Voor het berekenen van het bestelmoment moet Bredenoord niet gebruik maken van de gemiddelde levertijd en vraag tijdens de levertijd, maar de maximale levertijd en vraag. Met de leverancier moet een vaste levertijd afgesproken worden en Bredenoord moet uit ervaring vaststellen wat de “maximale levertijd” van deze leverancier is. Voor de vraag moet gebruik gemaakt worden van de maximale vraag tijdens de “maximale levertijd”. Op deze manier is Bredenoord te alle tijden verzekerd van een voorraad. Bij een leverancier met een hoge leverbetrouwbaarheid zal de “maximale levertijd” dicht bij de “afgesproken levertijd” liggen. Bij een leverancier met een lage leverbetrouwbaarheid moet Bredenoord rekening houden met deze betrouwbaarheid en zal men voor het bepalen van de vraag tijdens de levertijd een relatief hoge maximale levertijd moeten gebruiken.

Het is voor Bredenoord wel van belang de administratie van zowel de vraag als de levertijd te verbeteren. Als de benodigde gegevens wel bekend zijn kunnen de formules uit de literatuur wel gebruikt worden. Hiermee zal een betere veiligheidsvoorraad en hiermee een beter bestelmoment bepaald kunnen worden.

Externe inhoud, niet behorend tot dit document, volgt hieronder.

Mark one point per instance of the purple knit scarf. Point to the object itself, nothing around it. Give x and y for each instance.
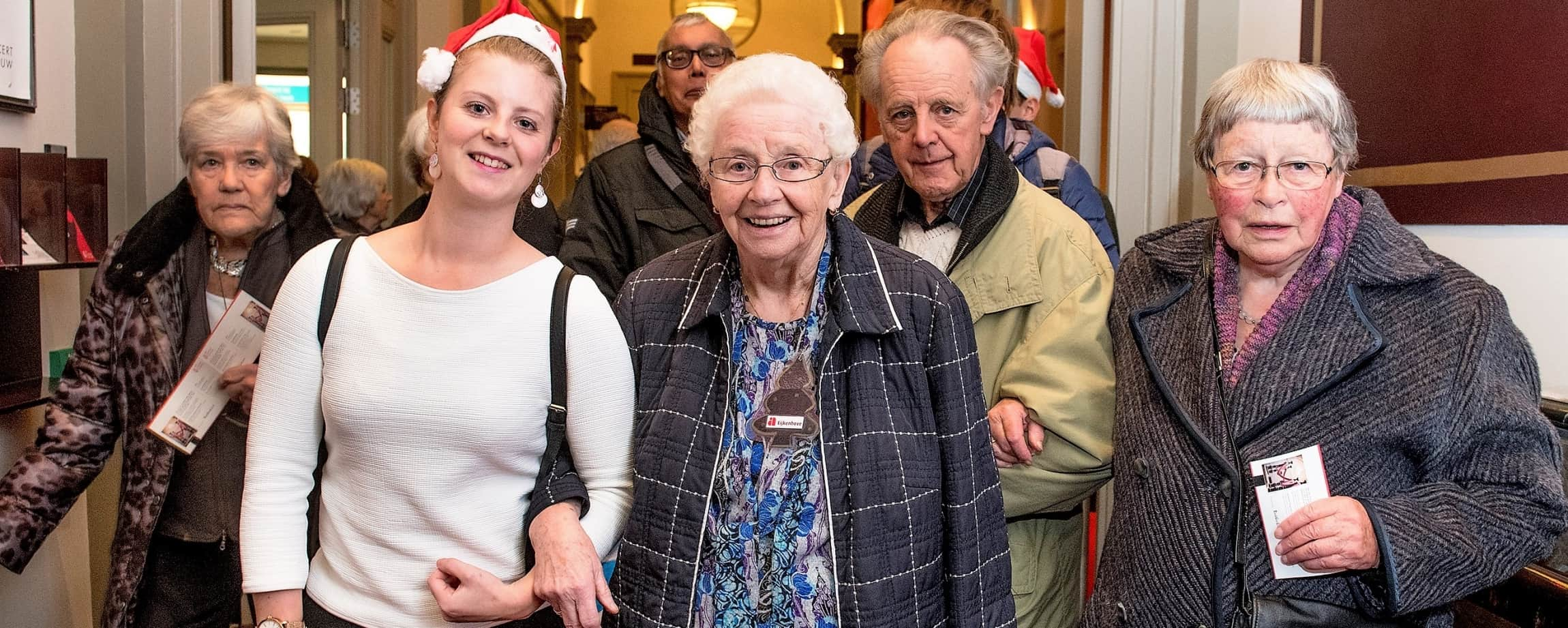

Op het moment dat zowel de bestelgrootte, het bestelmoment en de veiligheidsvoorraad vastgelegd zijn, zal het voorraadbeheer en het inkoopproces met betrekking tot het inkopen van voorraadartikelen eenvoudiger worden. Tevens zal de betrouwbaarheid van het

magazijn vergroot worden. Door deze gegevens vast te leggen in het informatiesysteem is een basis gelegd voor het automatiseren van het voorraadbeheer. De volgende stap hierin is het verbeteren van de voorraadadministratie van artikelen die uit het magazijn worden gebruikt. Ook moet de prestatie van het voorraadbeheer gecontroleerd worden. Om dit te controleren moet het aantal keren dat een artikel niet op voorraad is vastgelegd worden. Hierbij kan gebruik gemaakt worden van het formulier weergegeven in bijlage H. Voor artikelen waarbij vaak problemen ontstaan, moeten de berekeningen opnieuw uitgevoerd worden en eventueel een ander bestelmoment vastgesteld worden.